Photographer’s haute couture images evoke paintings
Luntz gallery showcases Cathleen Naundorf’s ‘beautifully composed’ fashion works
German-born photographer Cathleen Naundorf had no real interest in fashion until a 1997 move to Paris.
Hired by magazines to shoot the backstage scene at fashion shows for a variety of publications, Naundorf, who worked principally as a travel photographer before her arrival in France, gradually became intrigued by the haute couture creations she saw on runways.
“They tell a story,” said Naundorf, whose photographs of haute couture designs taken between 2005 e 2012 are on view at Holden Luntz Gallery through Feb. 22.
”Haute couture presents the dreams of a designer. Ifs not a commercial statement, but an artistic statement.”
She came to appreciate the dramatic and sculptural quality of the clothes, the intricacy of their construction and the fact that many pieces in a haute couture collection are one-of-a-kind, produced only to express a designer’s quite singular vision at a particular time.
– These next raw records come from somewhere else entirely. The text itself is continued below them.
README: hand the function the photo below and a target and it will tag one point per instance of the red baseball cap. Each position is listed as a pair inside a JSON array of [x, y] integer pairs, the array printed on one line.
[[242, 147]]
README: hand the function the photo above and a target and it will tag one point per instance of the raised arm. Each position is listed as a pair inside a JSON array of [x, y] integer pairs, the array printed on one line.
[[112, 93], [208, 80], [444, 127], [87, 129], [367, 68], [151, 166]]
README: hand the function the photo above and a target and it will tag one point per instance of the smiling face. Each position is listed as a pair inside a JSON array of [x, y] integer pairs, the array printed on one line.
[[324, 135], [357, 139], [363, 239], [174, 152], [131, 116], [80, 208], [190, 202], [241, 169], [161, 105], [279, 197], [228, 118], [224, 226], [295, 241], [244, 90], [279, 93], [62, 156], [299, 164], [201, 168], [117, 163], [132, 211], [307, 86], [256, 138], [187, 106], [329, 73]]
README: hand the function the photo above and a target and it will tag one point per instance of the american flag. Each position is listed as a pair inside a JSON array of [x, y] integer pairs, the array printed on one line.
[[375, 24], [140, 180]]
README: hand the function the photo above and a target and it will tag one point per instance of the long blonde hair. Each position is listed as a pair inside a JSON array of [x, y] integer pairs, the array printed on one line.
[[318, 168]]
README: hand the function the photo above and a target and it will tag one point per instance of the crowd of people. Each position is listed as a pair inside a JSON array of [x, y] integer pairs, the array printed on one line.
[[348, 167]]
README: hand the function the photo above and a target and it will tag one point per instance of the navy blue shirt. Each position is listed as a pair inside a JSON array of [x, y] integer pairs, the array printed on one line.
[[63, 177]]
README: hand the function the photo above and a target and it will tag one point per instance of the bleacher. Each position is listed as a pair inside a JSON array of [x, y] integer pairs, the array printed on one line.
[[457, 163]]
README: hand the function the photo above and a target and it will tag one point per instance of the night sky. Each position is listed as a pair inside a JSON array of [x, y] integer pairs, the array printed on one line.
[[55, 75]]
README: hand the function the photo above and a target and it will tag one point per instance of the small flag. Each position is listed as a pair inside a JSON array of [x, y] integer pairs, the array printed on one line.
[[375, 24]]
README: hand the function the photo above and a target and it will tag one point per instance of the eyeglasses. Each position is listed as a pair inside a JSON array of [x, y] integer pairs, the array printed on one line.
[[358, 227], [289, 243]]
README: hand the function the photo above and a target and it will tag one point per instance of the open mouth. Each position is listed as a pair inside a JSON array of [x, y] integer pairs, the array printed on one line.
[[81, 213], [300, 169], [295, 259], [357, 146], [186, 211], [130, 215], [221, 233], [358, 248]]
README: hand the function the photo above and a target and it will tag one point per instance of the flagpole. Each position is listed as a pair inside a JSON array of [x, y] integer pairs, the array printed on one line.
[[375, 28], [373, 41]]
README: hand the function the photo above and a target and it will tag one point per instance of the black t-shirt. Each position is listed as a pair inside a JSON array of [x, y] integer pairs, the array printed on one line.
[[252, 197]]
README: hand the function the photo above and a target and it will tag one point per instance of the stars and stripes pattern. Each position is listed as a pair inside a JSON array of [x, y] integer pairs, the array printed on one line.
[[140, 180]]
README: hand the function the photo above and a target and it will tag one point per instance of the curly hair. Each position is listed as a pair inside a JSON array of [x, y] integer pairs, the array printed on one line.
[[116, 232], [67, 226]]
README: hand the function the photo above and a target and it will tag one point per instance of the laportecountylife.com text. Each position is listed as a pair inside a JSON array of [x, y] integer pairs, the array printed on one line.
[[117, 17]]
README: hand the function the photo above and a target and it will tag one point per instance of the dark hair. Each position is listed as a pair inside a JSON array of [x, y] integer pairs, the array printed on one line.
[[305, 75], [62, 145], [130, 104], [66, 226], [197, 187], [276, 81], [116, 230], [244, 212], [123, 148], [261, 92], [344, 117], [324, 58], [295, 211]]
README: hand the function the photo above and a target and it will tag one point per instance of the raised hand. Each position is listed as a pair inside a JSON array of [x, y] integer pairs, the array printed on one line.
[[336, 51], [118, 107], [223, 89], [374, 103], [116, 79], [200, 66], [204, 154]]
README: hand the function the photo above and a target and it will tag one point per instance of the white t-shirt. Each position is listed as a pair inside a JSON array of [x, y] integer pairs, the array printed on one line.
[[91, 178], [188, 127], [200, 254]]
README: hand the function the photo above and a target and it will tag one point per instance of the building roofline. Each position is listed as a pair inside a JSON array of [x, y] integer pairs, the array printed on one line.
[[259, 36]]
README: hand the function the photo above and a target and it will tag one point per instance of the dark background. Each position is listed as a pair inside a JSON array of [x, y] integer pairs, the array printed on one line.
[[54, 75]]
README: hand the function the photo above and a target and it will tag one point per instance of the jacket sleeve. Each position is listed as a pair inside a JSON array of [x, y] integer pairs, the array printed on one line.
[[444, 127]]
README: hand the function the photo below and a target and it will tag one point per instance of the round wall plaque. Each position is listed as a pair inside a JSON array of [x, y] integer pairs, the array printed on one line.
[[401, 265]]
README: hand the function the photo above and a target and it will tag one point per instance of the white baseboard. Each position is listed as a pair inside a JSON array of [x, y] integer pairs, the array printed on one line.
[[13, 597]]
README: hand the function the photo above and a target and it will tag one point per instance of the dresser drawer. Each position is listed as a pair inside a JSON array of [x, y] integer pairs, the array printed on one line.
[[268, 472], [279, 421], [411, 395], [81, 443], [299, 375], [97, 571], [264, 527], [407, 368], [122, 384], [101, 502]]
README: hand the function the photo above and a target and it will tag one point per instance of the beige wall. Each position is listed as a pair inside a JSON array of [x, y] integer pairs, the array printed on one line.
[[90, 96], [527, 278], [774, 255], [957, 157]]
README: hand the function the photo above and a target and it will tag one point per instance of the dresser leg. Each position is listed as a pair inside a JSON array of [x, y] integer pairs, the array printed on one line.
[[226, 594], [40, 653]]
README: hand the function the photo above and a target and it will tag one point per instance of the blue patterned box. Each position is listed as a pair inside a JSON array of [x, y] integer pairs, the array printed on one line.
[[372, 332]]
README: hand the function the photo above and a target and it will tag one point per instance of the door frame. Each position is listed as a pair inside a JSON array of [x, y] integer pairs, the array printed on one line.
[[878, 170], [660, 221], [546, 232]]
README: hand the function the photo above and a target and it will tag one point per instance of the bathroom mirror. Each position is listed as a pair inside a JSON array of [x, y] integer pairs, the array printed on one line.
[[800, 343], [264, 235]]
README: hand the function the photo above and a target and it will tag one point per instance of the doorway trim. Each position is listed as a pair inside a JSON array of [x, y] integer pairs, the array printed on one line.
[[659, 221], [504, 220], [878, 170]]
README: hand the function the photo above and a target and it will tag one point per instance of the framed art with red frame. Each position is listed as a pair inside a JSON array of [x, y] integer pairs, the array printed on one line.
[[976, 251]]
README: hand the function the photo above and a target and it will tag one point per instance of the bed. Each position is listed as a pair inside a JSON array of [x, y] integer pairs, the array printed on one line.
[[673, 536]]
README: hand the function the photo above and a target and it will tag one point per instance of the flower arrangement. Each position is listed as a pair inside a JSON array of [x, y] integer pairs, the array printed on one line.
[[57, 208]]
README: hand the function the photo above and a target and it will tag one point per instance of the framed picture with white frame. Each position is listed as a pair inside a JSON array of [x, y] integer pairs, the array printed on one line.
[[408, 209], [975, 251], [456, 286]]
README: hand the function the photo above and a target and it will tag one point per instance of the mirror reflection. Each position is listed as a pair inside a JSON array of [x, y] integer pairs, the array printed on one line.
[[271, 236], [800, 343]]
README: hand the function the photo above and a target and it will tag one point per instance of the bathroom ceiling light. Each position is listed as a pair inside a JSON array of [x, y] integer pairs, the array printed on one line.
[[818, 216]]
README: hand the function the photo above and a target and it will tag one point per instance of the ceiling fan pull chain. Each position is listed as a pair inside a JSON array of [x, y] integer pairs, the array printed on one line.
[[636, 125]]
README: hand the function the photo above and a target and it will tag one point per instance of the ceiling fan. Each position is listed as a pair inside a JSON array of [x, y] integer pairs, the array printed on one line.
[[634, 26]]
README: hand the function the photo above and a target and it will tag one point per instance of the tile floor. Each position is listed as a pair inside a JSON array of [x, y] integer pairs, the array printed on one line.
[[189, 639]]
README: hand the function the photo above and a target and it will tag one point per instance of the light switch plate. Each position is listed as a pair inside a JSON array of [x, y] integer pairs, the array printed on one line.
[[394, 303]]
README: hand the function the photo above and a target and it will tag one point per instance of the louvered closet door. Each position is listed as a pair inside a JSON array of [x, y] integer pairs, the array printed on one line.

And Naundorf was able to gain the trust of several couture houses and designers and given full access to their archives. She has created images featuring couture designs by Jean Paul Gaultier, Emanuel Ungaro, Chanel, Dior, Valentino, Christian Lacroix, Giorgio Armani and Elie Saab.
La pubblicazione del 25 color and black-and-white images in the Luntz gallery show were made by a process that starts with capturing a subject on 4×5 or 8×10 Polaroid instant film and creating a new negative that can be enlarged, printed and retouched by hand to suit the photographer’s aesthetic.
Naundorf doesn’t want her photographs to look perfect, so she eschews digital technology and such computer programs as Photoshop. To her, the Polaroid has inherent imperfections and is an unusual object that matches the concept of haute couture.
She characterizes her style as painterly, romantic, mysterious and often provocative.
“Cathleen’s photographs are contemporary but don^t look contemporary, with images that are ambiguous in terms of time and space,” said Luntz, who organized the first American exhibition of Naundorf’s work at his Worth Avenue gallery in 2006. He calls the photographers Polaroid images “beautifully composed and beautifully printed.”